As I have been discussing in this column recently, to accomplish this we need a working and reliable institutional setting. Historically, issues such as corporation law and capital accumulation were approached with different perspectives in specific societies, which consequently resulted in dissimilar economic structures and levels of development. In that regard, the role of property rights, the nature of incentive schemes, decision-making structures, and information and coordination mechanisms should be designed so that the relationship between the system, entrepreneurship and morality can be more aptly defined.
Looking at empirical evidence, Adelman and Morris (1999) have shown the role institutions played in successful growth and development in the 19th century experience. They found that institutions determine the nature of the market by dictating property rights, land tenure and its allocation, the distribution of assets, human resource development, the size and the structure of transportation investment, and crucial relative prices affecting the speed of agricultural and industrial change.
As an alternative to the current system, therefore, institutionalizing a new incentive system around a new payoff matrix for our daily economic behavior is both possible and necessary. This is because institutions form the incentive structure of a society, including political and economic entities. Economic performance reflects the nature and the quality of the institutional framework that economic agents operate in. While private material incentives reward proper economic behavior with a greater share of national output, moral incentives promote man's sense of altruism and his sense of responsibility toward the general or social good. The use of moral incentives assumes that social recognition and approbation are just as important as the provision of material goods in motivating proper economic performance.
While “globalism” essentially means a self-enclosed economic and technological world -- but one without political, legal or moral boundaries or limits -- it is religion and/or ethical considerations that locate the human being in a metaphysically open context which goes beyond the confines of homo faber. This requires a common understanding of humanity in so far as it is based in an absolute realm that transcends all finite economic prospects, regardless of geographical or temporal scope.

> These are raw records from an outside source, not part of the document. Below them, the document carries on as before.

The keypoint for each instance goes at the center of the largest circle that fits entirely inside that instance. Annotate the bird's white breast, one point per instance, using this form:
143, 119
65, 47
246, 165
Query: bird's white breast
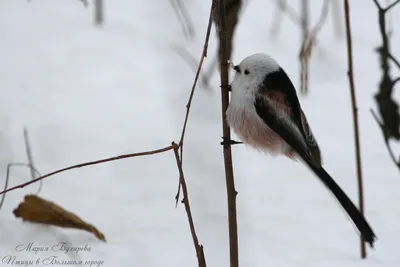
244, 120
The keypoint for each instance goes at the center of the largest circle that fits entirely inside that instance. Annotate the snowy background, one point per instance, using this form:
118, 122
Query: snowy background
87, 93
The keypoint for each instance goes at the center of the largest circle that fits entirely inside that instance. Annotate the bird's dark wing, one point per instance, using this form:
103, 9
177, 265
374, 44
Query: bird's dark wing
274, 115
278, 85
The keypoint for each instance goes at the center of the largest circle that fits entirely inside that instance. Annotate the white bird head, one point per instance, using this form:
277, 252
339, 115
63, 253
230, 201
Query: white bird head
252, 71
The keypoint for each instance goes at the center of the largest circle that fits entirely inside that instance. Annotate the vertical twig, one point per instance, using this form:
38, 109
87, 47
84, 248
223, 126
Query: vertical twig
355, 119
305, 31
199, 248
99, 12
230, 183
29, 152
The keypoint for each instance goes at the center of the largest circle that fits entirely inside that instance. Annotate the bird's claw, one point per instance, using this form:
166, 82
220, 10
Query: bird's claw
228, 141
228, 87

The important point to note is that as long as moral capacity and creativity are motivated by the correct institutional framework, the operation and performance of the free market system will also be enhanced, and this will bring further material benefit to society in terms of an increased spectrum of choice, employment and quality of goods and services. What we are trying to do here is to prevent the entrepreneur from causing harm to the free market system as well as to the society in general and therefore facilitating sustainable development while maximizing material wellbeing.

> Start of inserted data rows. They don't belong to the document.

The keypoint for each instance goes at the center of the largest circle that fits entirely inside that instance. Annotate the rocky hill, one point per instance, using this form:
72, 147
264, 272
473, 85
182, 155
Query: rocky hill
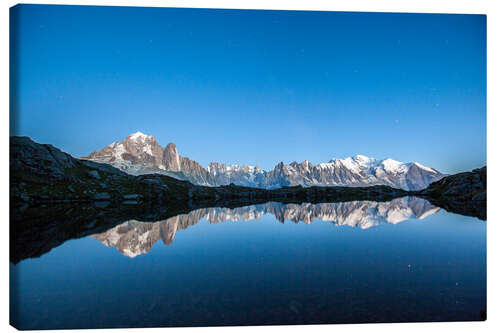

To sum up, in order to carry out economic activities effectively, each system makes its own assumptions about human behavior and accordingly establishes its own institutional and organizational mechanisms so that: 1) they can organize the process of decision-making arrangements employed by economic agents, including the government; 2) they can devise a mechanism that provides information and coordinates decisions made by consumers, producers and the government as to consumption, production and the use of inputs, so that the production and consumption of the proper basket of goods and services are guaranteed; 3) they should be capable of enforcing property rights for a broad cross-section of society so that a variety of individuals have incentives to invest and take part in economic life; 4) they can provide the material or moral incentives to regulate the activities of economic agents; 5) they should be able to constrain the actions of elites, politicians and other powerful interest groups, so that these people cannot expropriate the incomes and investments of others or create a highly uneven playing field; 6) they should provide some degree of equal opportunity for broad segments of society so that individuals can make investments, especially in human capital, and participate in productive economic activities.